Jay-Z, a new album, and Spotify’s ongoing journey toward artist-friendly distribution

For the release of his newest work, Jay-Z opted to gate the album to his Tidal streaming service for one week. But even after distributing the music to most other digital platforms, Spotify still does not have 4:44. That may not be a cheap decision for the artist.

Industry insiders told Billboard that Jay-Z may be losing weekly payments of as much as $1 million by leaving Spotify in the cold. That estimate is based on numbers for likely payouts to popular artists and album stream counts following the release of a new album.

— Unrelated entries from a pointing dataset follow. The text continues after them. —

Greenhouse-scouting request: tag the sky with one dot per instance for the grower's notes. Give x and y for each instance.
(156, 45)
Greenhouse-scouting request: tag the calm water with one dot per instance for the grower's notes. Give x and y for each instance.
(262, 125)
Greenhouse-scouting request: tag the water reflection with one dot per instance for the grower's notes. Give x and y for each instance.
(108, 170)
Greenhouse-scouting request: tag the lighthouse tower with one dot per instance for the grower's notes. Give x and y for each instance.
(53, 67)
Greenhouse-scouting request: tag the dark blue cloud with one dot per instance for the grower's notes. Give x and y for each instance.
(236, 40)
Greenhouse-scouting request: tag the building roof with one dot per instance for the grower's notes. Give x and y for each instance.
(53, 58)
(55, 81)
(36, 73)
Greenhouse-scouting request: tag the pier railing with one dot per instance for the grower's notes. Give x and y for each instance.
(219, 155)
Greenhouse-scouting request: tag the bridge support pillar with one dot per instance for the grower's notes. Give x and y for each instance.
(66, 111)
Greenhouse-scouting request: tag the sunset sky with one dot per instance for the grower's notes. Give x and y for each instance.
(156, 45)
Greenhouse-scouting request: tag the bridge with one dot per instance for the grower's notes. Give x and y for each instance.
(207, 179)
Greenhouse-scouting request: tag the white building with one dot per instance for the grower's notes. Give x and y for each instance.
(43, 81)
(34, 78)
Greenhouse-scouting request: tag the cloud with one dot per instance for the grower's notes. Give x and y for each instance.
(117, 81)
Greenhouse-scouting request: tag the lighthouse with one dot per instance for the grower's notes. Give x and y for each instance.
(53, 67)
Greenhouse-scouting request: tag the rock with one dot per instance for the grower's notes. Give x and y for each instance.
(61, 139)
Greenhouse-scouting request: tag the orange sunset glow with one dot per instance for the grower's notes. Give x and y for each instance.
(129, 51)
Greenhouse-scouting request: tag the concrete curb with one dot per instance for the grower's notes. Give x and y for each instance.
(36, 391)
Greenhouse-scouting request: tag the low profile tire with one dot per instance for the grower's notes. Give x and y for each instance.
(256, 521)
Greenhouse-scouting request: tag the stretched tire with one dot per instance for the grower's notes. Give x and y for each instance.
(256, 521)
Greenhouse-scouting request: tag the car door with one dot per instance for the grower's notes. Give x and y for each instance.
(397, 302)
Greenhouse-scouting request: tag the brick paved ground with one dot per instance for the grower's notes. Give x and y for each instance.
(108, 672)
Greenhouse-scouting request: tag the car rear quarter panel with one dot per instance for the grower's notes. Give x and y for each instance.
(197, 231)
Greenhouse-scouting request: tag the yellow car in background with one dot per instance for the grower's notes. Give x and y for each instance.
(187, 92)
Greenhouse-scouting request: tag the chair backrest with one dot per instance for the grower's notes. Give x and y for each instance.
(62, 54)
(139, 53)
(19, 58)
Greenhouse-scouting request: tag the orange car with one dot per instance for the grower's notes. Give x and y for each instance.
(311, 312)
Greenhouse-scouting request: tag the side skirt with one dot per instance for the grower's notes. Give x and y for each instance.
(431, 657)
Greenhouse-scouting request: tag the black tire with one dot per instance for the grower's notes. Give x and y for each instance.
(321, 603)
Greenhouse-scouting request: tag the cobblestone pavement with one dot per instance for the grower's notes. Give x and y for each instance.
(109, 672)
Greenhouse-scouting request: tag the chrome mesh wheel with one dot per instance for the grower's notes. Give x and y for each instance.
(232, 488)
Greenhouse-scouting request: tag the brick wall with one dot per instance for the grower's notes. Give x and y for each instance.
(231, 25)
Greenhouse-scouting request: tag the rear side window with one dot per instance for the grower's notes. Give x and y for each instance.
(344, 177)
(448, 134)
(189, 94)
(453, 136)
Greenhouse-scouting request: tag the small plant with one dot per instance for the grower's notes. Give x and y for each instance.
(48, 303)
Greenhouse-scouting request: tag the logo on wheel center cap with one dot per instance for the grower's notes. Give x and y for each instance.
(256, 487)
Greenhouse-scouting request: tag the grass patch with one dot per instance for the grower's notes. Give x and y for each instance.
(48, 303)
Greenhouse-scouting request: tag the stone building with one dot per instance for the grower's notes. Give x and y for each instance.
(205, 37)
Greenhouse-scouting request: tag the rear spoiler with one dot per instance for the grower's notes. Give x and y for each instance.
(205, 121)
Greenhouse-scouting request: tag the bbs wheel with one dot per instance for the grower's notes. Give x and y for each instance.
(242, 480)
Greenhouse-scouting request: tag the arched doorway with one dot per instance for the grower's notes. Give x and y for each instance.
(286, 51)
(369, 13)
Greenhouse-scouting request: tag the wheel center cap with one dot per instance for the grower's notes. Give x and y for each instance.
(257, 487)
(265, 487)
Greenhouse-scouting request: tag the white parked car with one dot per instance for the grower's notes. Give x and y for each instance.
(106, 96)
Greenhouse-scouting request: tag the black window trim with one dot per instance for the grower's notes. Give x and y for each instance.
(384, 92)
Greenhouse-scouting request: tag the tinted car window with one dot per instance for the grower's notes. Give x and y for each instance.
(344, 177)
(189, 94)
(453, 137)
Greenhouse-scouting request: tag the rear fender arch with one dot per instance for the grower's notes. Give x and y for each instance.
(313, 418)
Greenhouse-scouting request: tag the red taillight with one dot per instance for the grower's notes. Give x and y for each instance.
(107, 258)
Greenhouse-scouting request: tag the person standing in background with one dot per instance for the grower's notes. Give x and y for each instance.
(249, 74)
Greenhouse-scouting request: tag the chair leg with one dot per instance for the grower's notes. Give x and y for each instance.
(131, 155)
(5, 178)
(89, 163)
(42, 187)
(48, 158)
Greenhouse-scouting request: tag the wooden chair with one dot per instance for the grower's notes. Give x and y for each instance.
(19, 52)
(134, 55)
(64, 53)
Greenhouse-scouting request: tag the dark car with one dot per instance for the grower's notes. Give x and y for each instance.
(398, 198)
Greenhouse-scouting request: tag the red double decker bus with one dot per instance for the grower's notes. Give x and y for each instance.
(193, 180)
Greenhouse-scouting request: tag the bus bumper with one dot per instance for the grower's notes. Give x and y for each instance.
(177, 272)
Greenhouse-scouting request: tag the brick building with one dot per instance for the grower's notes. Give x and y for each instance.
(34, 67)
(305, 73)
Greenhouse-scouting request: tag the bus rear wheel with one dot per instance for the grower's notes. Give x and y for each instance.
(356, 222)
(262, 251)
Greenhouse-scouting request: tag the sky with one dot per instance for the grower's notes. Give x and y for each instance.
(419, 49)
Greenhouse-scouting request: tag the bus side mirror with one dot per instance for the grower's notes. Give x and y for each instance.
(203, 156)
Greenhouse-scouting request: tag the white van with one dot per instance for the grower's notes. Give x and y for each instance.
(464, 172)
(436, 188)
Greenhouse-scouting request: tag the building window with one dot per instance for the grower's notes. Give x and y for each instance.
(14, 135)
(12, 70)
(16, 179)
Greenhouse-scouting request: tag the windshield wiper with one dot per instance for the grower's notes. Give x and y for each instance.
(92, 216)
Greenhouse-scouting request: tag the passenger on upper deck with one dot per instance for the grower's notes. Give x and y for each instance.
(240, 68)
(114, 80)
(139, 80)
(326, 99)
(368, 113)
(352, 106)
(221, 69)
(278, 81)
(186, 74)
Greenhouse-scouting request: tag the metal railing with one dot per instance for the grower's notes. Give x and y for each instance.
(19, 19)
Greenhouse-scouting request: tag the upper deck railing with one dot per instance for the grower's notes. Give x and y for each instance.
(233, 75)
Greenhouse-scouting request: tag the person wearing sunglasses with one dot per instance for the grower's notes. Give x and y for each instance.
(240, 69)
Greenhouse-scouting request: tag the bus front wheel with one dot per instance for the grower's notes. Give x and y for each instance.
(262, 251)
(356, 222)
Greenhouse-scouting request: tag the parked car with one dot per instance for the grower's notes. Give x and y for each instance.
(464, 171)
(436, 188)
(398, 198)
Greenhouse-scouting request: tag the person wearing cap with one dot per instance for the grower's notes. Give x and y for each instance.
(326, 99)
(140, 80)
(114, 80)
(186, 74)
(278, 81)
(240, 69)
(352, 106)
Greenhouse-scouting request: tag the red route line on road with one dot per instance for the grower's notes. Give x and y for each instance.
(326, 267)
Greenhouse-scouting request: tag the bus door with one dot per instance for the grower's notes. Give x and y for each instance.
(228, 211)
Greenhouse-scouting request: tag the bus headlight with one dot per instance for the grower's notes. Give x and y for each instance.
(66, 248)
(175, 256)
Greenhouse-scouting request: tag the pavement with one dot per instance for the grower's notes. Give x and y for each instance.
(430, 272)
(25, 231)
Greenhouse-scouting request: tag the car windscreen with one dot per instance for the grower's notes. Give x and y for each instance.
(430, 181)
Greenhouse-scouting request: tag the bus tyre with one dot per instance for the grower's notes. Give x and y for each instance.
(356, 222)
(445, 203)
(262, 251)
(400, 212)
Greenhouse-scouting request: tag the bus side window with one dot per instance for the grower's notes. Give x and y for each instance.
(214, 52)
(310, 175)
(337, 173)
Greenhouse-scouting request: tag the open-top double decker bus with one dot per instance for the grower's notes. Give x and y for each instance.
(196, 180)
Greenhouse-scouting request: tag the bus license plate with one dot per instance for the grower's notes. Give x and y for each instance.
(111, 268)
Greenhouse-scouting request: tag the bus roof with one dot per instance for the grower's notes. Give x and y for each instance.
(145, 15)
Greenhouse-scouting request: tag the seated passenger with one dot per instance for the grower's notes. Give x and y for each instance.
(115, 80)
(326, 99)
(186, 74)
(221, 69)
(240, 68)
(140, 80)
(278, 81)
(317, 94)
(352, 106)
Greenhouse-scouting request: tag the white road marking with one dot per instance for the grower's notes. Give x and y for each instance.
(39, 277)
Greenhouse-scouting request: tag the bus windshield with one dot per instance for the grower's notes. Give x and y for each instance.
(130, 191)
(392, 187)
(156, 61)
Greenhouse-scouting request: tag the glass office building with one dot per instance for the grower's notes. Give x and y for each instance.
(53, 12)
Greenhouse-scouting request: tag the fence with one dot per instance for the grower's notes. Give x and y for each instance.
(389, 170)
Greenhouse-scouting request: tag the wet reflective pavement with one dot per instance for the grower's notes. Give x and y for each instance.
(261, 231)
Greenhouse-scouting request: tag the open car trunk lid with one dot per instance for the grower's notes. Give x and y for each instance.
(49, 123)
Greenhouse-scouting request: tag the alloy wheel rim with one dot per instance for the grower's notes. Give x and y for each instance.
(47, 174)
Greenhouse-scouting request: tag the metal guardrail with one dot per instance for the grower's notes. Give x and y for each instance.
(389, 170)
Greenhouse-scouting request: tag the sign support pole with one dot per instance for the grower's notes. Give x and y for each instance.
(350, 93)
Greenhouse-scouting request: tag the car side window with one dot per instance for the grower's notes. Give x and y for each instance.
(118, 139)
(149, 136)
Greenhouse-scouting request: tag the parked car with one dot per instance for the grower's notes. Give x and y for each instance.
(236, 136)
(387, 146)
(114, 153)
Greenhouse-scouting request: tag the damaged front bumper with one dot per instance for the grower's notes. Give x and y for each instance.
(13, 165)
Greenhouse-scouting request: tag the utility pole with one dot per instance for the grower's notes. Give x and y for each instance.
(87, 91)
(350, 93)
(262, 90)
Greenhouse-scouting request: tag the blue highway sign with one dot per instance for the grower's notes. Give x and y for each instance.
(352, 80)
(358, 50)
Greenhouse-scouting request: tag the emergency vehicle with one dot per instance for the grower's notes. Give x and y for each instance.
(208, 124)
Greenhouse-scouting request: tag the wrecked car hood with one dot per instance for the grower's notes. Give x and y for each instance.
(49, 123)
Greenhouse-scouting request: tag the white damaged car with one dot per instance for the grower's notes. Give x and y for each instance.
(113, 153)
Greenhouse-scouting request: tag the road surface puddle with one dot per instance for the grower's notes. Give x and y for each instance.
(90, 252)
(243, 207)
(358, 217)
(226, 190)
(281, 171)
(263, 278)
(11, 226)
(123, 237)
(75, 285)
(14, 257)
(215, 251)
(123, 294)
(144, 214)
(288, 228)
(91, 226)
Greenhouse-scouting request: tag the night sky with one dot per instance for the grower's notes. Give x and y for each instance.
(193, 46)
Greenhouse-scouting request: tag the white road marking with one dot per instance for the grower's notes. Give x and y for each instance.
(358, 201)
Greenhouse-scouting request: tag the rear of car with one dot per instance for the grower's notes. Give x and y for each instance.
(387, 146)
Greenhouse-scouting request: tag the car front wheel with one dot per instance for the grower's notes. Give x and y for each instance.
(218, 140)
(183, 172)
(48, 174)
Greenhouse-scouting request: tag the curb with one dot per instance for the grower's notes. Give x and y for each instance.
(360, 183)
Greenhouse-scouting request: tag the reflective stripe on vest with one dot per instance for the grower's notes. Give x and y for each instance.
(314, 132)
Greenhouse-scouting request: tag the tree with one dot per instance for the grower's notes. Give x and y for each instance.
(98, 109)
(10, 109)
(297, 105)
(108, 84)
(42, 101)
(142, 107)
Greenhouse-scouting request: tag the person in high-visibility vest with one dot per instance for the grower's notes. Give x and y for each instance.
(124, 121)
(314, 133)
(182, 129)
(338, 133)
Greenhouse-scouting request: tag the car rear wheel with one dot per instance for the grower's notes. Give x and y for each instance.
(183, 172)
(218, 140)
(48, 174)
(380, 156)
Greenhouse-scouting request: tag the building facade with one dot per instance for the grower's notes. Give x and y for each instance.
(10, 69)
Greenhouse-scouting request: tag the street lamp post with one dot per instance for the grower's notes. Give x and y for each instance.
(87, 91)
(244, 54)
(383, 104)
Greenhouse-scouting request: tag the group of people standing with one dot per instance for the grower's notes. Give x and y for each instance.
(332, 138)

Other performers such as Drake, whose 2016 album Views spent a long period of exclusivity on Apple Music, set that standard for how much Spotify’s large audience could boost royalty payments.

Given that streaming revenue is probably a tiny sliver of Jay-Z’s annual income, the choice to keep his new album (and several old ones) off of Spotify seems driven by personal principle rather than finances. Spotify’s market-leading position and large audience of more than 140 million means that it remains the face of freemium listening for many in the music industry, (even though it’s also leader in streaming subscriptions with more than 50 million paying listeners). There’s still a lingering reputation among performers of streaming devaluing music, especially at free and ad-supported tiers. Since the time when Taylor Swift removed her entire catalog from the service, Spotify has inked two major label deals that allow artists to window their work to paying listeners only. That was a sticking point for many artists, but Jay-Z’s action shows that there may still be an uphill battle for Spotify to convince A-list performers to distribute new releases on its platform.